3.5 Structure analysis of mutant enzymes for improving thermostability
To analyze the conformational change of the mutations caused by each substituted residue, three-dimensional structure of WT and mutants were homology modeled with Swiss-Model protein automated modeling program.
The tight packing of protein interiors plays a vital role in protein stability for the burial of both polar and nonpolar groups, and one -CH2- group is buried on folding contributes 1.1 ± 0.5 kcal/mol of energy to protein stability.[34] As shown in Figure 4A, a single -CH2- group was added to side chain after mutating the amino acid Val to Leu at position 280. This seems to reveal that the introduction of alanine’s bulky non-polar side chain may be responsible for improving the stability. In addition, inspection of the structure model of the V280L showed that L280 were located in the ɑ-helix (Figure 4B), and V280L substitution also generated two Vander Waals forces (VDW) bonds with Q329 and T330 of the other ɑ-helix. Therefore, the two newly introduced VDW may also stabilize the local stability, thereby facilitate the geometry more stable. The same strategy was also applied to improve the thermostability of Bacillus thermoleovorans pullulanase successfully.[20] More interestingly, we were surprised to find that all the amino acids at 280 sites from other sources were L except for V from the Pantoea dispersa UQ68J through multiple sequence alignment Figure 4C. Therefore, the improvement of thermostability of V280L mutant may also be related to the evolutionary conservatism of the enzyme.[35]

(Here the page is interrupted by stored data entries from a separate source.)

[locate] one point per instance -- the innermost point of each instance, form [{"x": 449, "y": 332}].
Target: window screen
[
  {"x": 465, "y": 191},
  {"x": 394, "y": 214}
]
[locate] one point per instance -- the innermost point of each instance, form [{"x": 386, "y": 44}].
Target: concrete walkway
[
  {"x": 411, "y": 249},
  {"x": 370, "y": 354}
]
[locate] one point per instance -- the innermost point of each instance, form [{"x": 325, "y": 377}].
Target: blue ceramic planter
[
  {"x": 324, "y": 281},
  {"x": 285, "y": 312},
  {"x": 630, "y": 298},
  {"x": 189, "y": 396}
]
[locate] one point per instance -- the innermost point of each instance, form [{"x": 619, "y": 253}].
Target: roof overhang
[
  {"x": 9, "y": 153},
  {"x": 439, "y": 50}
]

Previous studies have pointed out that molecular interactions, including hydrogen bonds, disulfide bonds, VDW, aromatic–aromatic interaction, and hydrophobic interaction are the major structural factors that take effect on the protein thermostability. In all of these factors, the contribution of hydrophobic interaction to protein stability accounts for about 60%.[36] As shown in Figure 4E, a new hydrophobic network formed for substituted residue from hydrophilic S (Figure 4D) to strong hydrophobic F at the site 499, which contains four residues (P24, W339, P495, and L519) within 5 angstroms. Therefore, the residue 499 greatly changed the hydrophobic stacking around the mutation, thereby enhancing the hydrophobic interaction effect. In addition, a cation–π interaction between F499 and W339 was found after mutation, which may further improve the thermostability of mutant S499F. In summary, the improved thermostability of mutant S499F may be the result of the hydrophobic interactions and cation–π interaction. Moreover, there were no new molecular interactions being introduced into the double mutant V280L/S499F (Figure 4F), maybe the synergistic effect of these two single point mutations further promoted the improvement of stability of the double mutant.